§ 1933 BGB Erbrecht Ehegatte ausgeschlossen bei Scheidung

September 7, 2017
§ 1933 BGB Erbrecht Ehegatte ausgeschlossen bei Scheidung

§ 1933 BGB Erbrecht Ehegatte ausgeschlossen bei Scheidung

OLG Hamm 11 U 105/13

RA und Notar Krau:

Der Fall befasst sich mit der Frage, ob die Klägerin, die frühere Ehefrau des Erblassers, trotz eines von ihm eingereichten Scheidungsantrags Erbin geworden ist.

Hintergrund:

Der Erblasser verstarb am 15.09.2012, nachdem er sich von der Klägerin getrennt und der Beklagten zugewandt hatte.

Vor seinem Tod hatte er am 04.07.2012 die Scheidung eingereicht.

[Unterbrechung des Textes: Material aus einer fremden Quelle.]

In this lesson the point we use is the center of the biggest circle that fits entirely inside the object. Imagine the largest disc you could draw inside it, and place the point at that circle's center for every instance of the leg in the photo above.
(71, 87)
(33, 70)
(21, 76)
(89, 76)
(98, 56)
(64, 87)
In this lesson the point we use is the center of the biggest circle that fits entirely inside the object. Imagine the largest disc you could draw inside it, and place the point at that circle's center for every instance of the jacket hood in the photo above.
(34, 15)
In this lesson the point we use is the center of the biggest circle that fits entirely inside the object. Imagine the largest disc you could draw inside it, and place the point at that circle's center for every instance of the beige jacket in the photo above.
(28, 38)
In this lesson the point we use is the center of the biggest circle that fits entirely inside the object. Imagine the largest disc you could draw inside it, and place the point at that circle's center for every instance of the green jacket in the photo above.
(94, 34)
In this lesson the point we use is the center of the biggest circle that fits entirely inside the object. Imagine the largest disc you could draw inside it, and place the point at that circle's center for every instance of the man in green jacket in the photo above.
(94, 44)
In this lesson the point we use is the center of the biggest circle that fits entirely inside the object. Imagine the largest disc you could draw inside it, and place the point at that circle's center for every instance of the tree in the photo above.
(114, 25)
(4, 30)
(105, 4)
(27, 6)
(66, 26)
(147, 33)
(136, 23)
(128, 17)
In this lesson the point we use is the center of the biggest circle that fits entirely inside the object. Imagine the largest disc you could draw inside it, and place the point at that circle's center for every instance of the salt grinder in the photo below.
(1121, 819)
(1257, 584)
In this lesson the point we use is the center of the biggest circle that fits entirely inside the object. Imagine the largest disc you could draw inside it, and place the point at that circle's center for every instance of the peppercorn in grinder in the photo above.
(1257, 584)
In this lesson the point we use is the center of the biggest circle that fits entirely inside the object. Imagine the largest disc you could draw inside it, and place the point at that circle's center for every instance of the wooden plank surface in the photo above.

Einen Tag nach der Terminierung des Scheidungstermins verstarb er.

Die Klägerin machte geltend, Alleinerbin zu sein und verlangte von der Beklagten die Herausgabe von Nachlassgegenständen sowie Auskunft über den Nachlass.

Entscheidung des Gerichts:

§ 1933 BGB Erbrecht Ehegatte ausgeschlossen bei Scheidung

Das OLG Hamm wies die Berufung der Klägerin zurück und bestätigte das Urteil des Landgerichts Essen.

Die Klägerin ist nicht Erbin geworden, da ihr Erbrecht gemäß § 1933 BGB ausgeschlossen ist.

Begründung:

  • § 1933 BGB: Nach dieser Vorschrift ist das Erbrecht des Ehegatten ausgeschlossen, wenn zum Zeitpunkt des Todes die Voraussetzungen für die Scheidung vorlagen und der Erblasser die Scheidung beantragt hatte.
  • Scheidungsvoraussetzungen: Das Gericht stellte fest, dass die Voraussetzungen für die Scheidung im Zeitpunkt des Todes des Erblassers erfüllt waren. Die Ehe galt als gescheitert, da die Lebensgemeinschaft nicht mehr bestand und eine Wiederherstellung nicht zu erwarten war.
  • Erwartung der Wiederherstellung der Lebensgemeinschaft: Obwohl die Klägerin Versöhnungsversuche behauptete, sah das Gericht diese nicht als ausreichend an, um die Erwartung einer Wiederherstellung der Lebensgemeinschaft zu begründen. Der Erblasser hatte sich dauerhaft der Beklagten zugewandt, mit ihr zusammengelebt und keine Anstalten gemacht, zu der Klägerin zurückzukehren.
  • Beweislast: Die Beklagte als diejenige, die sich auf den Ausschluss des Erbrechts berief, musste beweisen, dass die Scheidungsvoraussetzungen vorlagen. Das Gericht sah diese Beweislast als erfüllt an.
  • Weitere Ansprüche: Mangels Erbenstellung der Klägerin scheiterten auch ihre weiteren Ansprüche, wie z.B. Herausgabeansprüche und Auskunftsansprüche.

Konsequenzen:

Die Klägerin hat keinen Anspruch auf den Nachlass.

Die Beklagte ist nicht verpflichtet, Nachlassgegenstände herauszugeben oder Auskunft über den Nachlass zu erteilen.

§ 1933 BGB Erbrecht Ehegatte ausgeschlossen bei Scheidung

Zusammenfassend lässt sich sagen:

Der Fall verdeutlicht die Bedeutung von § 1933 BGB für das Erbrecht des Ehegatten.

Auch wenn die Ehe formal noch nicht geschieden war, kann das Erbrecht des Ehegatten ausgeschlossen sein,

wenn die Voraussetzungen für die Scheidung vorlagen und der Erblasser die Scheidung beantragt hatte.

Die Erwartung der Wiederherstellung der Lebensgemeinschaft spielt dabei eine entscheidende Rolle.